I live in Greenfield, Massachusetts, which due to poor planning and bone-headed decisions by town government a couple decades or so ago, is a little bit of the rust belt in New England. But it wasn’t always so! In 1912, I’m told, Greenfield had the highest per capita income of any town in the U.S., due to the highly skilled blue-collar and professional workforce associated with the cutting tool industry here.

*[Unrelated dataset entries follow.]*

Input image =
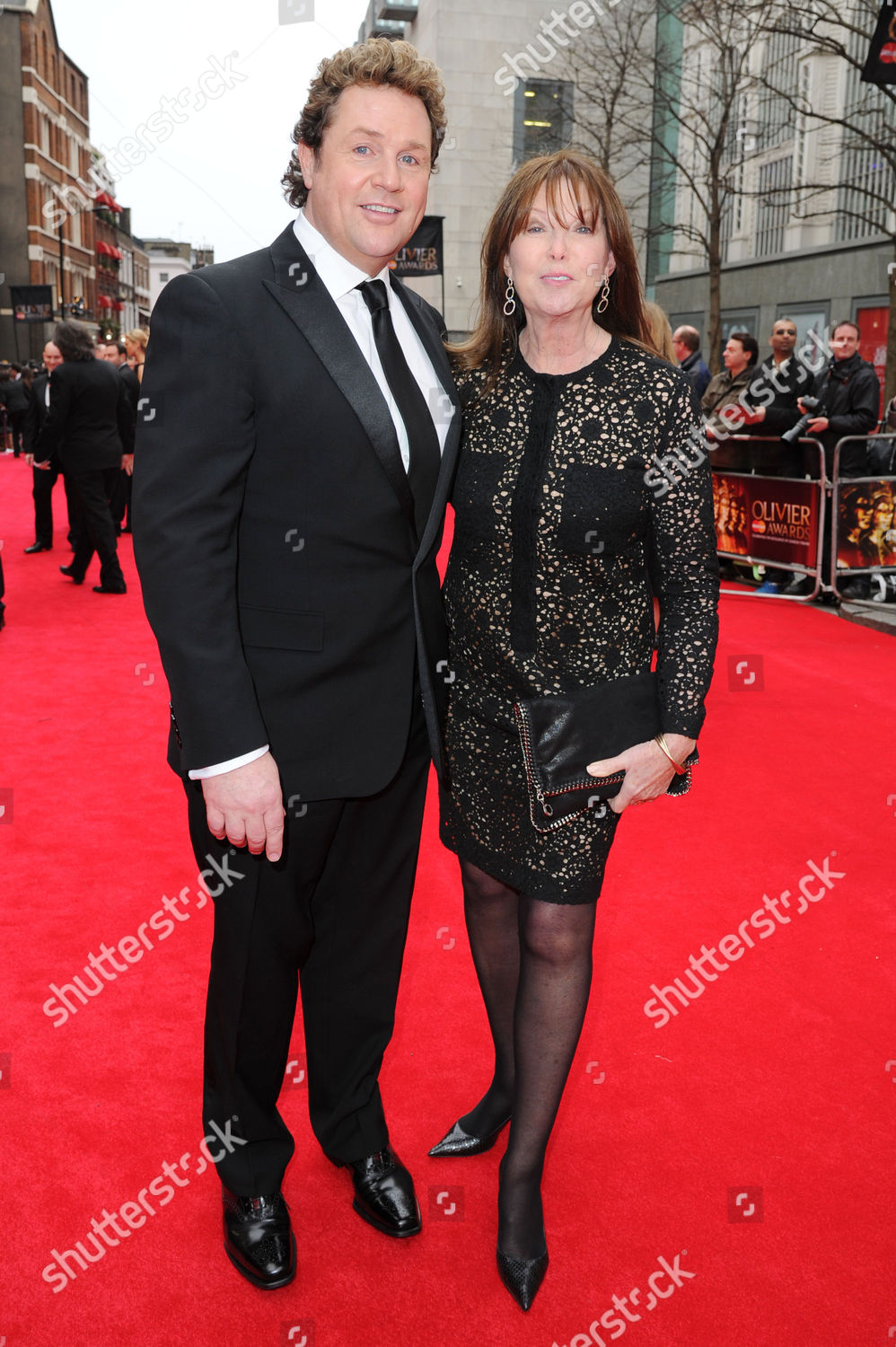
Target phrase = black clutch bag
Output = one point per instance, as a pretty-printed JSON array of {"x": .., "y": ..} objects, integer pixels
[{"x": 562, "y": 735}]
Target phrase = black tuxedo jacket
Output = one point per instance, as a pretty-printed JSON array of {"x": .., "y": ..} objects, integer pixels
[
  {"x": 37, "y": 412},
  {"x": 287, "y": 592},
  {"x": 89, "y": 423}
]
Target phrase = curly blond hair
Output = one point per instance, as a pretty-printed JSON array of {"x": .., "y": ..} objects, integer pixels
[{"x": 373, "y": 62}]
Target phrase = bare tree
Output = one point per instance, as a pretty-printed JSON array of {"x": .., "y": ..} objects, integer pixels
[
  {"x": 850, "y": 178},
  {"x": 672, "y": 118}
]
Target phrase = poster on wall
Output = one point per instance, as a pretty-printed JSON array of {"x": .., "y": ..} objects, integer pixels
[
  {"x": 769, "y": 519},
  {"x": 31, "y": 304}
]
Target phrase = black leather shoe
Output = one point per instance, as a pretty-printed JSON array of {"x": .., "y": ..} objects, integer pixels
[
  {"x": 384, "y": 1193},
  {"x": 258, "y": 1238},
  {"x": 522, "y": 1276},
  {"x": 801, "y": 587},
  {"x": 459, "y": 1142}
]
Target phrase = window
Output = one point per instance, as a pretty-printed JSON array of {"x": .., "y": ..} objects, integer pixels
[
  {"x": 812, "y": 320},
  {"x": 772, "y": 209},
  {"x": 542, "y": 118}
]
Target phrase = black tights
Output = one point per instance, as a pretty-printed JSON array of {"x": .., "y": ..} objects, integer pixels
[{"x": 534, "y": 964}]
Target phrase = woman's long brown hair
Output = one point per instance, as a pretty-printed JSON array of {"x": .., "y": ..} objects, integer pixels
[{"x": 494, "y": 341}]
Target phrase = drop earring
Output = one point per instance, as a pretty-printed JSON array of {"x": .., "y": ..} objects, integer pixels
[{"x": 604, "y": 302}]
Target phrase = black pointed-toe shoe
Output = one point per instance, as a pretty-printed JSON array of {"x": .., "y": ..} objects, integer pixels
[
  {"x": 459, "y": 1142},
  {"x": 384, "y": 1193},
  {"x": 522, "y": 1276},
  {"x": 258, "y": 1238}
]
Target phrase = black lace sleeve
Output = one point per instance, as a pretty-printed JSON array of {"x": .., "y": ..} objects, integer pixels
[{"x": 688, "y": 568}]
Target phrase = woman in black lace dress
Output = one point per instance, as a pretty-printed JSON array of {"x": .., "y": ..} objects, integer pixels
[{"x": 565, "y": 528}]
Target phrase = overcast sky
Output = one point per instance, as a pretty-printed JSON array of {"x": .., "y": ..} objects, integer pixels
[{"x": 210, "y": 174}]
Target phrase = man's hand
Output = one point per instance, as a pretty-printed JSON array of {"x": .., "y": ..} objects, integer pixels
[
  {"x": 247, "y": 807},
  {"x": 647, "y": 770}
]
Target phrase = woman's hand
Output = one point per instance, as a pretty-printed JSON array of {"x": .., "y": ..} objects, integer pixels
[{"x": 647, "y": 770}]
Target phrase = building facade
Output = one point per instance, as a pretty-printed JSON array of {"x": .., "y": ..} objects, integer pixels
[
  {"x": 59, "y": 223},
  {"x": 510, "y": 94},
  {"x": 45, "y": 153},
  {"x": 169, "y": 259},
  {"x": 801, "y": 236}
]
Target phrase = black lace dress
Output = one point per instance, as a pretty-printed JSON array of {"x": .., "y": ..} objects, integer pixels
[{"x": 559, "y": 543}]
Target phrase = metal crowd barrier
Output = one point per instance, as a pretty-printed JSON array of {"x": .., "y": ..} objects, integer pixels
[
  {"x": 839, "y": 488},
  {"x": 809, "y": 490}
]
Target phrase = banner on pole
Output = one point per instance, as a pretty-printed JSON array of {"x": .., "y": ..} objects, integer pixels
[
  {"x": 769, "y": 519},
  {"x": 880, "y": 66}
]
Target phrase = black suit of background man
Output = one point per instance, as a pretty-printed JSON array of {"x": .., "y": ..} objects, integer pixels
[{"x": 89, "y": 425}]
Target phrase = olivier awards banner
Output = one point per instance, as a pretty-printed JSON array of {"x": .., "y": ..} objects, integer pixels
[
  {"x": 422, "y": 253},
  {"x": 865, "y": 533},
  {"x": 769, "y": 519}
]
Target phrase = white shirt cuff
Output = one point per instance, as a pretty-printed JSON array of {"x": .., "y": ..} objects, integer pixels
[{"x": 220, "y": 768}]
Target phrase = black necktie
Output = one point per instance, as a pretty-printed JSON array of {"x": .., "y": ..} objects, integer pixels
[{"x": 417, "y": 420}]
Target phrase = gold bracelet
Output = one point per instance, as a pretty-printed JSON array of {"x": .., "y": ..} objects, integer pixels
[{"x": 661, "y": 743}]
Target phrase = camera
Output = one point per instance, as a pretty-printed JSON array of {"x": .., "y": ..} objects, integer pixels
[{"x": 796, "y": 431}]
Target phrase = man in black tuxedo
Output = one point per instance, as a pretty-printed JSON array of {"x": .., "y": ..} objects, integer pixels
[
  {"x": 91, "y": 426},
  {"x": 45, "y": 479},
  {"x": 296, "y": 445},
  {"x": 116, "y": 353}
]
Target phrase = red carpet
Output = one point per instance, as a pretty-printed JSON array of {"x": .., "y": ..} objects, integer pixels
[{"x": 774, "y": 1085}]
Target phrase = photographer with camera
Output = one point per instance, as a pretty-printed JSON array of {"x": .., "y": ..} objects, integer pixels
[{"x": 848, "y": 396}]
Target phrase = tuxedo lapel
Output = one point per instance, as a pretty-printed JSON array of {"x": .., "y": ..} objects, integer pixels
[
  {"x": 444, "y": 406},
  {"x": 302, "y": 295}
]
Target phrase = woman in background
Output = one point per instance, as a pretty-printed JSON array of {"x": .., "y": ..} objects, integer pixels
[
  {"x": 661, "y": 331},
  {"x": 135, "y": 344}
]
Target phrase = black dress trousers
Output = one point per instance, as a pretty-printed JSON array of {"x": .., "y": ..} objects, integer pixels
[{"x": 331, "y": 918}]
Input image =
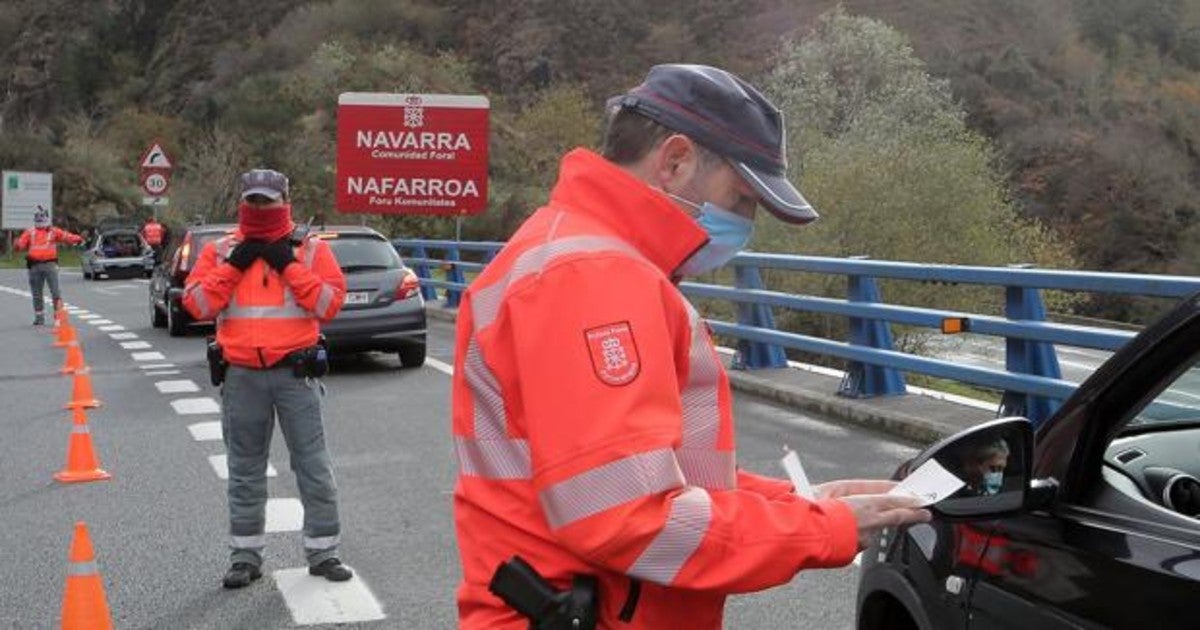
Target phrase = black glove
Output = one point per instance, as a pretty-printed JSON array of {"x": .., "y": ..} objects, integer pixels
[
  {"x": 279, "y": 255},
  {"x": 245, "y": 253}
]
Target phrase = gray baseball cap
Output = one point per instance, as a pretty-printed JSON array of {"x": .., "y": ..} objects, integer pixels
[
  {"x": 730, "y": 118},
  {"x": 264, "y": 181}
]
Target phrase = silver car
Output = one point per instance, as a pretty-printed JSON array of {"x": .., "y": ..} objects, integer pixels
[{"x": 117, "y": 252}]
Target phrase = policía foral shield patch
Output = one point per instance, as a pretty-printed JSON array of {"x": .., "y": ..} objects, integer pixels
[{"x": 613, "y": 353}]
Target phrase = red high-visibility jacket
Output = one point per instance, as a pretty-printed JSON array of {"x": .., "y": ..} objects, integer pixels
[
  {"x": 43, "y": 243},
  {"x": 153, "y": 233},
  {"x": 593, "y": 423},
  {"x": 262, "y": 316}
]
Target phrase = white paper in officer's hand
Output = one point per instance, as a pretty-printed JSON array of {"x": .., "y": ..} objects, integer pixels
[
  {"x": 930, "y": 484},
  {"x": 796, "y": 474}
]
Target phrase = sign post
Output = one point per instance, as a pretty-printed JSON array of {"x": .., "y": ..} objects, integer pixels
[
  {"x": 156, "y": 167},
  {"x": 411, "y": 154}
]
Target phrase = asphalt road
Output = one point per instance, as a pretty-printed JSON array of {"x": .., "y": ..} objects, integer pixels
[{"x": 159, "y": 525}]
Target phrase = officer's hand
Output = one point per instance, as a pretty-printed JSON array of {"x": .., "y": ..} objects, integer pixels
[
  {"x": 874, "y": 513},
  {"x": 845, "y": 487},
  {"x": 245, "y": 253},
  {"x": 279, "y": 255}
]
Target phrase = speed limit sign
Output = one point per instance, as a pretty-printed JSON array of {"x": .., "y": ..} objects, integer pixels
[{"x": 155, "y": 184}]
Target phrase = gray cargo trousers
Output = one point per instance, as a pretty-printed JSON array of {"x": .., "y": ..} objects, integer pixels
[
  {"x": 43, "y": 274},
  {"x": 251, "y": 400}
]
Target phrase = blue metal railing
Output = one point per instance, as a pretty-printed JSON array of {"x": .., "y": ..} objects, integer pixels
[{"x": 1032, "y": 383}]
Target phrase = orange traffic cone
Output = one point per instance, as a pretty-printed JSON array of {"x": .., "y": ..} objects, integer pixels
[
  {"x": 66, "y": 335},
  {"x": 84, "y": 606},
  {"x": 82, "y": 461},
  {"x": 82, "y": 395},
  {"x": 73, "y": 360}
]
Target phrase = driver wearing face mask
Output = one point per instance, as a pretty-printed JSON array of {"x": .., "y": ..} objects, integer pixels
[{"x": 592, "y": 418}]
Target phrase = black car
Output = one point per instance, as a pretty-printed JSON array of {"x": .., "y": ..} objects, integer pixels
[
  {"x": 167, "y": 281},
  {"x": 383, "y": 310},
  {"x": 1091, "y": 522}
]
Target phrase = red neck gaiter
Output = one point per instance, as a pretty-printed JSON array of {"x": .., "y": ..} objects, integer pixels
[{"x": 264, "y": 223}]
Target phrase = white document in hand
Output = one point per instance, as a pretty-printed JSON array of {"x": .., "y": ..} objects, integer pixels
[
  {"x": 796, "y": 474},
  {"x": 930, "y": 484}
]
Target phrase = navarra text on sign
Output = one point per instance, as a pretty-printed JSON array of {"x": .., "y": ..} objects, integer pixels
[{"x": 426, "y": 141}]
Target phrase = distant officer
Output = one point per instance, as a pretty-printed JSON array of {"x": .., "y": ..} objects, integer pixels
[
  {"x": 42, "y": 241},
  {"x": 268, "y": 295},
  {"x": 154, "y": 234}
]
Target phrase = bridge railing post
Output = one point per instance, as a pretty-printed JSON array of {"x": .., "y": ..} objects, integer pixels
[
  {"x": 423, "y": 273},
  {"x": 865, "y": 381},
  {"x": 755, "y": 354},
  {"x": 1029, "y": 357}
]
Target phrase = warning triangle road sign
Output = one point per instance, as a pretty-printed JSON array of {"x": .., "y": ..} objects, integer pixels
[{"x": 155, "y": 157}]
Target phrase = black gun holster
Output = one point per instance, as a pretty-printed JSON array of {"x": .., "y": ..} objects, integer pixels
[
  {"x": 547, "y": 609},
  {"x": 217, "y": 365}
]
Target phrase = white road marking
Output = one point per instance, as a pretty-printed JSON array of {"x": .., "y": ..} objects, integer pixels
[
  {"x": 177, "y": 387},
  {"x": 196, "y": 406},
  {"x": 285, "y": 515},
  {"x": 221, "y": 466},
  {"x": 316, "y": 600},
  {"x": 439, "y": 366},
  {"x": 205, "y": 431}
]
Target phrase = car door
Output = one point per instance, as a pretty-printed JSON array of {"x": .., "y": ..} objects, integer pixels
[{"x": 1105, "y": 552}]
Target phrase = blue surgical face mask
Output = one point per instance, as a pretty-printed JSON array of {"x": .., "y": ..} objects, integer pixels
[
  {"x": 993, "y": 481},
  {"x": 727, "y": 234}
]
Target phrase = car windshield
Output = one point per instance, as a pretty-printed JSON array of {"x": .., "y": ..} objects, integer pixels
[
  {"x": 120, "y": 245},
  {"x": 364, "y": 253},
  {"x": 1179, "y": 403}
]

This afternoon my wife and I spent several enjoyable hours at The Museum of Our Industrial Heritage, which chronicles the cutting tool industry and its central role in opening the West in the early 19th century through its role in winning World War II (I had no idea my home town played such a critical role in that war). What was perhaps most interesting was the map of the relations between the various companies in that industry that grew out of one another over the years. A group of talented engineers in one established company would get a bright idea, work on their own time to perfect it, attract capital, and then open their own cutting tool company down the street. This scenario played out time after time for generations. That sounds like Silicon Valley today, and it’s not exaggerating at all to say that little Greenfield was the Silicon Valley of its day.
The lesson in seeing how industries have always innovated and grew is that we don’t want to lose that ability. Capitalism is a messy thing—it has aptly been called a process of creative destruction—but its very messiness is one of its chief virtues. Whether innovation in the industries on the horizon means a couple people in a garage starting a new firm with $10,000 of their own money, or a couple hundred people starting a new company with a billion dollars in venture capital, the ability of capital and people to flow to innovative new ideas must not be impeded.
As the nature of our economy evolves and changes, that is one thing that we must preserve, and take great care not kill with regulatory, political, bureaucratic, or legal impediments.